Sharapova took the ball early and forcefully, risking a few errors but creating constant pressure, a policy which particularly paid off during a crucial phase in the middle of the second set.
"It was a good opportunity for me to play someone who had beaten me," Sharapova said, referring to the fact that she had lost to Radwanska the last time they met, at the US Open in New York five months ago.
"Radwanska played well at the start of the match and I almost went 3-0 down," the fourth seed added.
"I had to play good tennis to get it back. It wasn't an easy match; it was quite tough out there, but I was able to do the job.
After regaining parity early on, Sharapova made a breakthrough in the seventh game, being particularly severe on any second serves, and converting the break point with a withering inside out forehand winner.
She then prevented an immediate break back from Radwanska, who at this stage was sometimes the more creative and dangerous player in the longer rallies, with some brilliant defending.
Sharapova was 30-40 down on her serve, and though not known as the quickest player about the court, scrambled the ball back three times to inducing a smashing error from Radwanska.
That helped her to 5-3 and Sharapova closed out the first set with her most impressive game, a service game to love, which included two fine first serves, setting up winners and an ace.

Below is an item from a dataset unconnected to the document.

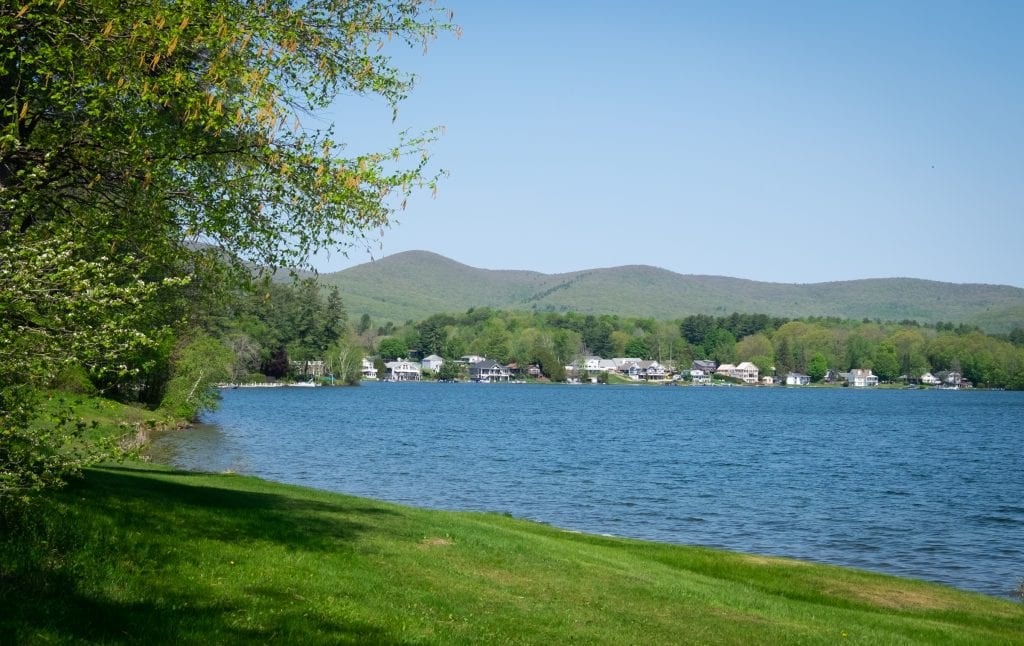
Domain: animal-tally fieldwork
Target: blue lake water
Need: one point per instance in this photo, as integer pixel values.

After exchanging breaks in the opening two games, the second set hinged on the fifth game, when Sharapova's threatening returns pressurized Radwanska into a double fault to go love-40 down.
When she saved two break points in the eighth game, it effectively ended Radwanska's resistance, though she had done enough to suggest she should be a top ten player of the not-too-distant future.
"I lost to Zvonareva the last time I played as well, so I don't want to lose to her again either," Sharapova said ominously.
However, Zvonareva looks to have recovered from the ankle injury which was bothering her recently and could be dangerous again.
Always a player displaying great talent, but sometimes of variable temperament, discovered the ability to impose herself on the match at two crucial moments.
First she broke back for two-all in the second set and took nine points in a row to change the character of a contest which the heavy-hitting player from Wuhan had dominated.
Then, after going a break down again in the final set, Zvonareva hit a hot streak at the finish, dropping only six points in the last four games.
Li, who had beaten three top 20 players in the previous three rounds, eventually began to lose some of her consistency and contributed to her own downfall with a rising error ratio.
She attributed her good form here to "her husband who has given her a credit card", a piece of humour which disguises what is almost certainly a great deal of work whilst off the circuit for half of 2007.